Frequently Asked Questions About Air Fryer Perch
How long should I air fry perch fillets?
For fillets that are about half an inch thick, cook at 380°F for nine to eleven minutes, flipping at the halfway point. Thicker fillets closer to three-quarters of an inch may need ten to twelve minutes. The FDA minimum safe internal temperature for fish is 145°F, so check with an instant-read thermometer if you're unsure. When the flesh flakes easily with a fork, you're good.
Can I air fry perch from frozen?
It's not recommended. Frozen fillets release a lot of moisture as they thaw, which creates steam and prevents the coating from crisping. The outside will overcook before the center reaches a safe temperature. Thaw fillets overnight in the refrigerator or in a sealed bag submerged in cold water for 20 to 30 minutes before cooking.
What temperature is best for air frying perch?
380°F is the sweet spot for most fillet thicknesses. If the coating is browning too fast and the inside still looks translucent, drop to 375°F and add two minutes. If the coating isn't browning enough, bump it to 400°F for the last minute or two. Avoid starting above 400°F because lean fish dries out quickly.
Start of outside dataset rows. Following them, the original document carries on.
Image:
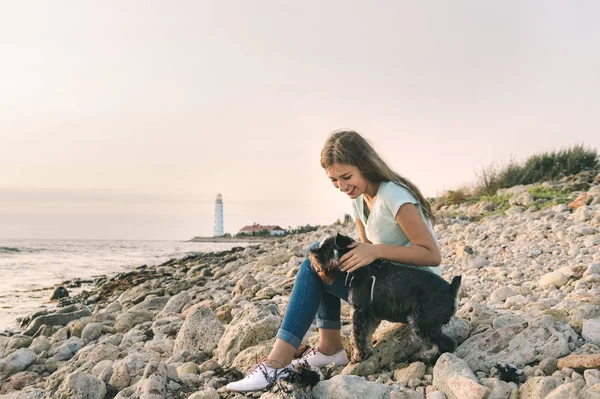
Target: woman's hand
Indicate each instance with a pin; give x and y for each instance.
(361, 255)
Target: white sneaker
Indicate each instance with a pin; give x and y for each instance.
(261, 377)
(315, 358)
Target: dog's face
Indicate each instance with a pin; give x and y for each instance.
(325, 259)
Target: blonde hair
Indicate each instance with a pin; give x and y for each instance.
(350, 148)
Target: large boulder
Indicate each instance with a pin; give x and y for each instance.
(254, 323)
(393, 343)
(539, 387)
(17, 361)
(175, 304)
(127, 320)
(81, 386)
(350, 387)
(519, 344)
(59, 318)
(454, 378)
(153, 384)
(200, 331)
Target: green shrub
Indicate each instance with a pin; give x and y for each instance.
(537, 168)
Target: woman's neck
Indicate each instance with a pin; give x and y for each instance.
(371, 192)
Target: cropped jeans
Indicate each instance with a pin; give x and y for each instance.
(310, 297)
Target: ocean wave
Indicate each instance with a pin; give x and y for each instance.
(13, 250)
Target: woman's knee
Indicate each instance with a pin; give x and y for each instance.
(311, 246)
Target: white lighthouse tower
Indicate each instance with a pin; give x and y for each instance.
(218, 231)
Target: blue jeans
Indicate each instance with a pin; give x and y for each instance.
(310, 297)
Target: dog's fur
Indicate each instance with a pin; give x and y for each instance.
(421, 298)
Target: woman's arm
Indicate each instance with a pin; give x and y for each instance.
(424, 251)
(361, 231)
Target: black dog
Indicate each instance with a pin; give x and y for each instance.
(386, 291)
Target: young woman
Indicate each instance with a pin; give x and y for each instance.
(394, 222)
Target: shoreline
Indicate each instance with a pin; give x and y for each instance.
(235, 239)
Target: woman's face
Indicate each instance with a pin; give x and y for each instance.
(348, 179)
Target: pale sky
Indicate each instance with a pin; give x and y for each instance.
(124, 119)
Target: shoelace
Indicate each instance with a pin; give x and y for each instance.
(310, 352)
(271, 379)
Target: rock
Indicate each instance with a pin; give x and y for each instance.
(581, 201)
(166, 327)
(405, 393)
(458, 329)
(254, 323)
(592, 377)
(153, 384)
(210, 393)
(476, 314)
(243, 284)
(92, 332)
(127, 320)
(538, 387)
(350, 387)
(548, 366)
(518, 344)
(39, 345)
(175, 304)
(153, 305)
(17, 361)
(393, 343)
(507, 320)
(33, 393)
(124, 370)
(200, 331)
(58, 293)
(564, 391)
(59, 318)
(187, 368)
(414, 370)
(452, 376)
(498, 389)
(67, 349)
(556, 279)
(580, 362)
(522, 199)
(18, 341)
(500, 294)
(103, 370)
(81, 386)
(591, 331)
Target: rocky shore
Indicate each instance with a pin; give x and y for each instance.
(530, 298)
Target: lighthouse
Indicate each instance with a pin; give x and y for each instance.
(218, 231)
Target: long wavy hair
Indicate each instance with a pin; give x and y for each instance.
(350, 148)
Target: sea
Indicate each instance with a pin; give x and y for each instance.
(31, 269)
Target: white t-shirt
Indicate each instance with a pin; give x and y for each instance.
(381, 226)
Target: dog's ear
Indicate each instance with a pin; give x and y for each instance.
(342, 241)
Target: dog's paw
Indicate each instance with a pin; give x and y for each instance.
(359, 356)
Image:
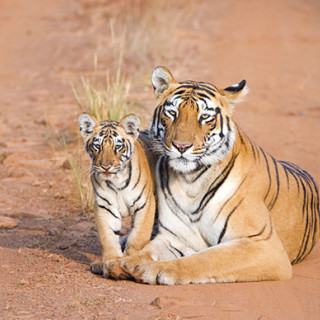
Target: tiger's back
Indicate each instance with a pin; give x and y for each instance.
(228, 211)
(289, 193)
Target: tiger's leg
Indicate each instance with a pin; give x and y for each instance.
(109, 241)
(143, 220)
(257, 256)
(158, 249)
(239, 260)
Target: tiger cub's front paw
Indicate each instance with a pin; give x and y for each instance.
(155, 273)
(96, 267)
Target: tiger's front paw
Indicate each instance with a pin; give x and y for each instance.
(112, 269)
(153, 272)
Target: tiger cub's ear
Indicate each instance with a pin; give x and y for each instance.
(130, 123)
(87, 125)
(161, 79)
(235, 92)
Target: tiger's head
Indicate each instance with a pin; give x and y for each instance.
(193, 120)
(110, 144)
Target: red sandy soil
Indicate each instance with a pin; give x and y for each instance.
(44, 260)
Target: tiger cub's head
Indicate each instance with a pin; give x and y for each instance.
(193, 120)
(110, 144)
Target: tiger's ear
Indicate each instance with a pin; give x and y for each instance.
(87, 125)
(235, 92)
(161, 79)
(130, 123)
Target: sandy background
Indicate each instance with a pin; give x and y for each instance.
(46, 46)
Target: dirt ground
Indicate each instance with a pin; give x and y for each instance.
(46, 241)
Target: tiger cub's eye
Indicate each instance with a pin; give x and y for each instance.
(118, 147)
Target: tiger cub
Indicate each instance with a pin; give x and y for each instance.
(122, 183)
(227, 210)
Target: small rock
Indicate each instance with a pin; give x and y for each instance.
(66, 165)
(162, 302)
(24, 282)
(52, 232)
(7, 223)
(63, 246)
(168, 316)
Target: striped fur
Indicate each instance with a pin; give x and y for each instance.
(122, 184)
(228, 211)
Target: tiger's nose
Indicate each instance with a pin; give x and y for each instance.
(182, 147)
(106, 166)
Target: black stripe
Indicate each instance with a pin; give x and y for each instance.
(269, 174)
(166, 228)
(272, 203)
(138, 180)
(129, 177)
(139, 196)
(139, 208)
(101, 197)
(226, 222)
(216, 184)
(105, 208)
(259, 233)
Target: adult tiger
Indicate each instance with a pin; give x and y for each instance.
(227, 210)
(123, 184)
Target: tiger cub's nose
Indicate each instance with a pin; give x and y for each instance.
(181, 147)
(106, 166)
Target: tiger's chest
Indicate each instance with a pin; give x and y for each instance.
(193, 204)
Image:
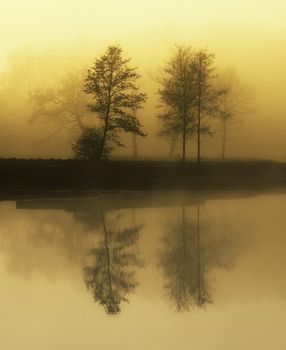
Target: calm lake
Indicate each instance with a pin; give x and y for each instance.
(144, 271)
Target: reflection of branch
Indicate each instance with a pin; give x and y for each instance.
(39, 143)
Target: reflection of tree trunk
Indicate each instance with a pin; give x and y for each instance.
(172, 146)
(107, 254)
(199, 114)
(198, 255)
(79, 122)
(134, 145)
(184, 247)
(223, 138)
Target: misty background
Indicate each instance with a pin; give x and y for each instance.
(42, 41)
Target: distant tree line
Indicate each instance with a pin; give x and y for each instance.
(103, 102)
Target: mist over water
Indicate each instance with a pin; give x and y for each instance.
(42, 42)
(179, 269)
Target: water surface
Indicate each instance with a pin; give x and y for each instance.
(144, 272)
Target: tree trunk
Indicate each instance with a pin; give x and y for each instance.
(199, 116)
(134, 145)
(198, 257)
(223, 139)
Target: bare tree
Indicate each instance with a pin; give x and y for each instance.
(235, 101)
(207, 96)
(177, 96)
(65, 106)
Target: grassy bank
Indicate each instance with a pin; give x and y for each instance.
(70, 175)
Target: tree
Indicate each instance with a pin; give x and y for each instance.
(88, 145)
(206, 95)
(234, 102)
(65, 106)
(177, 96)
(113, 87)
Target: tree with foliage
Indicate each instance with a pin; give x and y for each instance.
(65, 106)
(177, 97)
(115, 93)
(235, 101)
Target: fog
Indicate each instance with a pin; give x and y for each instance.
(42, 41)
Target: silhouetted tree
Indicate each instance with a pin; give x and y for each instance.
(88, 145)
(207, 96)
(177, 96)
(116, 97)
(65, 106)
(111, 278)
(235, 101)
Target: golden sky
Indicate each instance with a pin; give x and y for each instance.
(39, 21)
(248, 35)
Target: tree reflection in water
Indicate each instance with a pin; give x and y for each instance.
(111, 275)
(188, 254)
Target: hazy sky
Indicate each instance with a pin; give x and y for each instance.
(39, 21)
(247, 35)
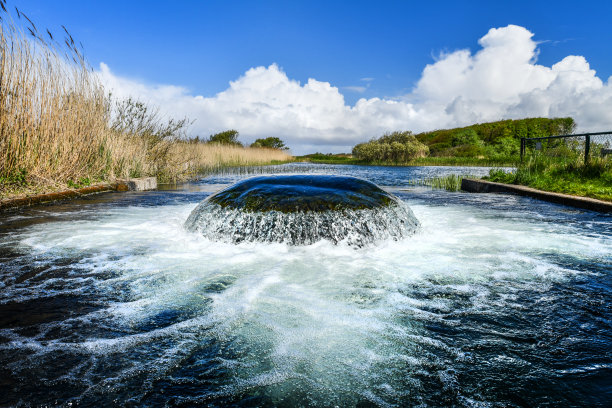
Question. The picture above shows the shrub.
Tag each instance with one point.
(398, 147)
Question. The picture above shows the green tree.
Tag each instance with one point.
(226, 137)
(271, 143)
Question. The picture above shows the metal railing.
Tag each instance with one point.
(597, 144)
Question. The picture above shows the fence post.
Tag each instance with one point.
(587, 148)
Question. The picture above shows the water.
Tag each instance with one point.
(497, 301)
(302, 210)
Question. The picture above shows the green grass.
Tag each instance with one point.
(424, 161)
(569, 177)
(451, 182)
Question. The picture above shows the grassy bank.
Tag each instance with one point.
(60, 128)
(420, 161)
(569, 177)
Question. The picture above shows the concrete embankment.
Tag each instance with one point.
(141, 184)
(483, 186)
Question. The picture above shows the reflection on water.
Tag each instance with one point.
(497, 301)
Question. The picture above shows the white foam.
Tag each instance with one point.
(329, 315)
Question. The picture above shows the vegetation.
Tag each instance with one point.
(270, 143)
(494, 143)
(562, 176)
(329, 158)
(450, 182)
(498, 141)
(398, 147)
(227, 137)
(59, 128)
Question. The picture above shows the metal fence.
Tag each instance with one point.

Do I need to flip perch in the air fryer?
Yes, flipping at the halfway point gives you even browning on both sides. Use a thin fish spatula and wait at least four to five minutes before flipping so the coating has time to set. If the coating sticks when you try to turn it, give it another minute and try again.
What's the best oil for air frying perch?
Avocado oil and olive oil both have high smoke points and neutral flavors that work well. Use a refillable pump sprayer rather than aerosol cans, because aerosol sprays can damage nonstick coatings over time. A light, even coat is all you need. Too much oil makes the coating greasy instead of crispy.
Can I use this recipe for other types of fish?
Absolutely. The same method works for other thin, mild white fish like tilapia, cod, crappie, and walleye. Thicker fish like salmon need adjustments, longer cook times and lower temperatures. But for any fillet in the half-inch to three-quarter-inch range covered, this recipe is a solid starting point.
How do I stop perch from sticking to the air fryer basket?
Three things prevent sticking. First, dry the fillets thoroughly before coating them. Second, preheat the basket so it's hot when the fish goes in. Third, spritz the fillets lightly with oil before cooking.
You can also use a parchment liner designed for your air fryer model, which creates a physical barrier between the fish and the basket mesh.
What if my air fryer doesn't have a Flip or Turn Reminder?
Set a timer on your phone for the halfway point of your estimated cook time. For a ten-minute cook, set it for five minutes. This small habit makes a big difference, because leaving perch in too long on one side leads to uneven browning and a higher chance of drying it out.
How can I add more flavor without adding calories?
Dry rubs are your best option. Spice blends like lemon pepper, Old Bay, Cajun seasoning, and garlic herb add a lot of flavor with virtually zero calories. Acidic ingredients like lemon juice or a vinegar-based hot sauce served on the side also boost perceived flavor without adding fat. A sprinkle of fresh herbs like dill or parsley after cooking adds a bright finish.
How do I reheat leftover air fried perch without drying it out?
Refrigerate leftovers in an airtight container and use them within two days. Reheat in the air fryer at 350°F for three to four minutes. This restores some of the crispiness that microwaving will destroy. You can also eat leftover perch cold over a salad, or flaked into a wrap with lettuce and tartar sauce, which is honestly one of the best ways to use it.